Kan you please explain to me why min/max values would be relevant for
dictionary encoded fields? (I think I may be completely misunderstanding
how they work)

Regards,
-Stefán
Post by Kunal Khatua
Even though filter pushdown is supported in Drill, it is limited to
pushing down of numeric values including dates. We do not support pushdown
https://issues.apache.org/jira/browse/PARQUET-686
<http://www.mapr.com/>
The issue of correctness for comparison is what makes the dependency on
min-max statistics by the Parquet library be unreliable.
________________________________
Sent: Monday, May 29, 2017 1:41:30 PM
To: user
Subject: Parquet filter pushdown and string fields that use dictionary encoding
Hi,
I would like to verify that my understanding of parquet filter pushdown in
Drill (https://drill.apache.org/docs/parquet-filter-pushdown/) is correct.

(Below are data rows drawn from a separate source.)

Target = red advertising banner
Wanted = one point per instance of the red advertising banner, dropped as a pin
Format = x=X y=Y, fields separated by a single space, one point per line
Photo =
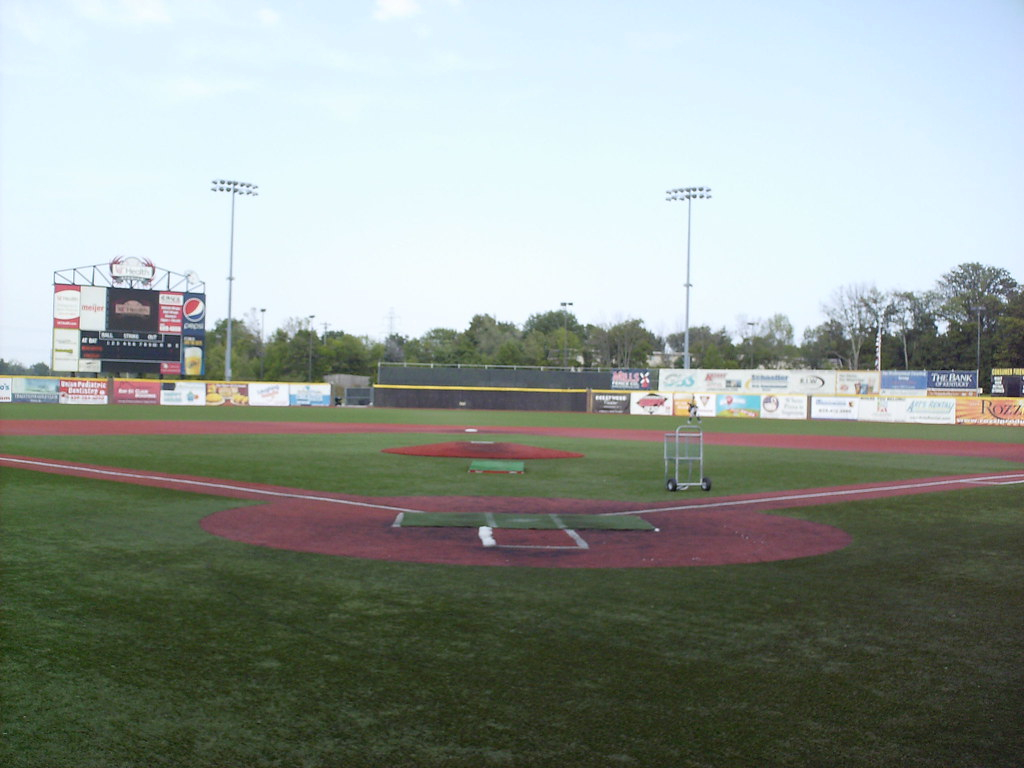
x=67 y=306
x=136 y=391
x=83 y=391
x=170 y=312
x=226 y=393
x=1008 y=412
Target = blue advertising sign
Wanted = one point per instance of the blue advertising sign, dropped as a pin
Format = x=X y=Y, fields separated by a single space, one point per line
x=952 y=380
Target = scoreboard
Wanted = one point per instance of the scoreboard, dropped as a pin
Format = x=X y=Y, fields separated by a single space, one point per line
x=128 y=330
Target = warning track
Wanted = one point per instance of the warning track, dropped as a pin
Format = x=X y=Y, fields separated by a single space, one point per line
x=700 y=530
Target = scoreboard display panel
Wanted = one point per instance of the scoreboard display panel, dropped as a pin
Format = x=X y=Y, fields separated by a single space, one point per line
x=128 y=330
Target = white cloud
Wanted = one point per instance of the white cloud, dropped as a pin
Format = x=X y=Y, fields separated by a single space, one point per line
x=390 y=9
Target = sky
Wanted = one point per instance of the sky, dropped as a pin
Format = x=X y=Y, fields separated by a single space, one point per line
x=420 y=162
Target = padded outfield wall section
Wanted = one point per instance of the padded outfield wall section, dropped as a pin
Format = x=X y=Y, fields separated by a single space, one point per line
x=486 y=387
x=480 y=398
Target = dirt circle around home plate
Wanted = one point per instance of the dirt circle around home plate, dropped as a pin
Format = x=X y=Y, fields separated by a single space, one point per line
x=689 y=527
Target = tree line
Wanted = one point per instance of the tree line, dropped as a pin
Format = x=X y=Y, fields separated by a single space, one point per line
x=973 y=317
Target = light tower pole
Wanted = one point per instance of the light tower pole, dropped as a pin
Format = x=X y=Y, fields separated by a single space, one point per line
x=688 y=194
x=309 y=328
x=565 y=332
x=236 y=188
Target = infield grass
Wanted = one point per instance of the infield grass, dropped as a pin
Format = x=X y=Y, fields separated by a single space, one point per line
x=132 y=638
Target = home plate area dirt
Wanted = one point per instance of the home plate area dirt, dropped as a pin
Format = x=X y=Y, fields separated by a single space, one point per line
x=686 y=530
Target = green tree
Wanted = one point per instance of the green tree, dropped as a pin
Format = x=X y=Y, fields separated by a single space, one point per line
x=710 y=349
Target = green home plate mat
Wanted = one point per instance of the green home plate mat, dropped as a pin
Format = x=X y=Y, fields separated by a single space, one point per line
x=522 y=521
x=498 y=465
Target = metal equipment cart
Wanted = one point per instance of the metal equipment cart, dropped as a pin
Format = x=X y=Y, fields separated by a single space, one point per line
x=685 y=446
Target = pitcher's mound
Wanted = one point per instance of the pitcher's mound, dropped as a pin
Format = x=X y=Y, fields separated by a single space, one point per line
x=482 y=450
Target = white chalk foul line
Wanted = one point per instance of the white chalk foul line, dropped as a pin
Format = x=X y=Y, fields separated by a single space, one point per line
x=1008 y=479
x=202 y=484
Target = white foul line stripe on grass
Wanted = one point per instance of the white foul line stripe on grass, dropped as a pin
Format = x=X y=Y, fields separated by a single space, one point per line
x=571 y=534
x=994 y=479
x=205 y=484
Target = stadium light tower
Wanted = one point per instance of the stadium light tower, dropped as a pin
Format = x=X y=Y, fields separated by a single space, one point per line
x=565 y=333
x=689 y=194
x=236 y=188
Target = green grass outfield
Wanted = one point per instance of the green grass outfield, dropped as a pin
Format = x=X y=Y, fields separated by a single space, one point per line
x=130 y=637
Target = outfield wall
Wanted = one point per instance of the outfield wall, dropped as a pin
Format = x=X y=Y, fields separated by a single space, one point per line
x=861 y=408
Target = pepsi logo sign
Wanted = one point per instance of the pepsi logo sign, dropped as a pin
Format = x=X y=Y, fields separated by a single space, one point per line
x=194 y=309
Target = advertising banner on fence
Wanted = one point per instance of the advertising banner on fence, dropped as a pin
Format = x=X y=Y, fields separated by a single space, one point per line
x=610 y=402
x=83 y=391
x=1008 y=382
x=1007 y=412
x=226 y=393
x=738 y=406
x=309 y=394
x=907 y=410
x=31 y=389
x=834 y=408
x=267 y=393
x=857 y=382
x=783 y=407
x=650 y=403
x=136 y=391
x=182 y=393
x=952 y=383
x=681 y=404
x=631 y=378
x=904 y=382
x=724 y=381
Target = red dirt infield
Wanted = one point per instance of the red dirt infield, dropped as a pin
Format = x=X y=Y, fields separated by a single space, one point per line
x=691 y=529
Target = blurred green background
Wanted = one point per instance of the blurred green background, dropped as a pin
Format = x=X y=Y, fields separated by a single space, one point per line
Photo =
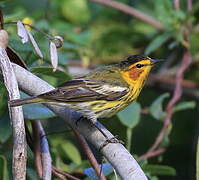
x=95 y=35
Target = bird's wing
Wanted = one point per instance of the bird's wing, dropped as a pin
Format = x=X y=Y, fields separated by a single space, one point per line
x=82 y=90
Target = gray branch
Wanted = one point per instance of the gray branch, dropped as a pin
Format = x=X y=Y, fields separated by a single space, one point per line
x=45 y=154
x=124 y=163
x=16 y=113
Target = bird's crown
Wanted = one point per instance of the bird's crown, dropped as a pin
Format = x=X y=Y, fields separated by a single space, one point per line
x=133 y=59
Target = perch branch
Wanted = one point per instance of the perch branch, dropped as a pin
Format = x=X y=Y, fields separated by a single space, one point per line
x=116 y=154
x=16 y=114
x=90 y=155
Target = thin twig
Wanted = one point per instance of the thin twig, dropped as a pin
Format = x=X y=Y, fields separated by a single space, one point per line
x=45 y=154
x=16 y=114
x=133 y=12
x=64 y=174
x=152 y=154
x=37 y=148
x=176 y=4
x=89 y=155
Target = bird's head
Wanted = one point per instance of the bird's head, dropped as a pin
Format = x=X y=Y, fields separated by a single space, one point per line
x=135 y=69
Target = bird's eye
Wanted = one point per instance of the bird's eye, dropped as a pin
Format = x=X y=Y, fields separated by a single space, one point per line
x=139 y=65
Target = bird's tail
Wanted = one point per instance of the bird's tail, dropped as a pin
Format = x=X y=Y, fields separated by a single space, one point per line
x=29 y=100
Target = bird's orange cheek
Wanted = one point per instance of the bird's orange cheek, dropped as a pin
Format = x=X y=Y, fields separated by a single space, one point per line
x=135 y=74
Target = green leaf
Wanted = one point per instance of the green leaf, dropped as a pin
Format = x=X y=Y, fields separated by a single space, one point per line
x=159 y=170
x=3 y=168
x=71 y=152
x=184 y=105
x=197 y=161
x=157 y=42
x=156 y=107
x=130 y=116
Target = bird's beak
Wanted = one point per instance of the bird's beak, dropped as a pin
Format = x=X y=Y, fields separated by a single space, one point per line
x=155 y=61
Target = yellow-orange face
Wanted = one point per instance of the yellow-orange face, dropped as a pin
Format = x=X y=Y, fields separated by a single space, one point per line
x=138 y=72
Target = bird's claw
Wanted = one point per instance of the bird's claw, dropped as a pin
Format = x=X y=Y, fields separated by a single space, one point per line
x=111 y=140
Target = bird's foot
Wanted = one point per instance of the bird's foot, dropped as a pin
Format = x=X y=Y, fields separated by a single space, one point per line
x=79 y=119
x=111 y=140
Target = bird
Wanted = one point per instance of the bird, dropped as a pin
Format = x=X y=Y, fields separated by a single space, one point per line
x=101 y=93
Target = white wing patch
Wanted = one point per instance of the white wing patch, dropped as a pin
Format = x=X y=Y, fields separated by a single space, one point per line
x=106 y=89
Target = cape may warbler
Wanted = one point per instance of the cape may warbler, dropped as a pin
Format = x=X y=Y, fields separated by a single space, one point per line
x=101 y=93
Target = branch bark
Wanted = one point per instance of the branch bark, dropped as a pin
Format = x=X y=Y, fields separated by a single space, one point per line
x=133 y=12
x=16 y=114
x=117 y=155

Is it correctly understood that Drill does not support predicate push-down
for string fields when dictionary based string encoding is enabled? (It
looks like Presto can do this.)
We save a lot of space using dictionary encoding (not enabled in Drill 1.10
by default) and if my understanding of how-it-works is correct then the
segment dictionary could be used to determine if a value is in a segments
or if it can be pruned/skipped when filtering based on columns that are
compressed/encoded using a dictionary.
I may be misunderstanding how this works and perhaps the dictionary is
create for the file as a whole and not individual sections but I know that
min/max values would not be good to determine the need for a segment scan.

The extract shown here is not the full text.